Cooking with Pumpkins

Many people in North America enjoy eating pumpkin pie and other yummy foods during the fall season. Can you think of other ways people eat pumpkins? Try unscrambling the words below to find out!

  1. puso
  2. keca
  3. rdbae
  4. iudpngd
  5. eci acerm
  6. akacnsep
  7. nfmsfiu
  8. ffwsael

 

Answers: 1. soup; 2. cake; 3. bread; 4. pudding; 5. ice cream; 6. pancakes;
7. muffins; 8. waffles

 

Cool Pumpkin Facts

  1. Pumpkins are usually orange but are sometimes yellow, green, red, or white.
  2. The world’s heaviest pumpkin was grown in Mainz, Germany. It weighed 2,096.6 pounds (951 kg)!
  3. Most pumpkins contain hundreds of seeds.
  4. Native Americans introduced pumpkins to the Pilgrims who came to North America from England.
  5. The word pumpkin comes from the Greek word pepon, which means “large melon.”
  6. Pumpkin flowers are edible!
  7. Word Fun

How many words can you make from the word pumpkin?
Have a contest with your family and write down as many words as you can in the spaces below.
________________________________________________________

 

Delicious Pumpkin Dip

What you need:

  1. 2 cups powdered sugar
  2. 1 package cream cheese (8 oz)
  3. 1 cup canned pumpkin puree (also called “solid pack” pumpkin)
  4. 1 teaspoon cinnamon
  5. ¼ teaspoon nutmeg

What to do:

  1. Combine powdered sugar, cream cheese, pumpkin puree, and spices in a bowl.
  2. Mix ingredients with a mixer or a wooden spoon until well blended.
  3. Enjoy this delicious dip with gingersnaps, vanilla wafers, or graham crackers! 

 

Make Your Own Pumpkin

What you need:

  1. School glue
  2. 1 roll of toilet paper
  3. 1 sheet of orange tissue paper
  4. Green construction paper
  5. Green pipe cleaners
  6. Brown construction paper

What to do:

  1. Cover the roll of toilet paper with the orange tissue paper.
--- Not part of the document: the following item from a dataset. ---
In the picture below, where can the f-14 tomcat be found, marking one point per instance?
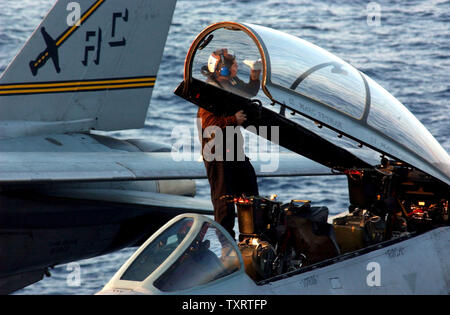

First, lay the sheet flat and put the roll in the middle. Lift the tissue paper up around the toilet paper roll and tuck the extra tissue paper down into the roll’s hole.
  2. Take one piece of brown construction paper and roll it the long way to make the pumpkin’s stem. Then fold it in half and stick the stem inside the roll’s hole.
  3. Cut leaves out of green paper and tape them inside the roll’s hole. Create vines and tendrils using curled pipe cleaners (tendrils are the cool curly parts of the vine).
  4. If you like, cut black construction paper into shapes for eyes, a nose, and a mouth to make a face. Glue them into place. Put your pumpkin in your bathroom or another place in your house for fall decorations!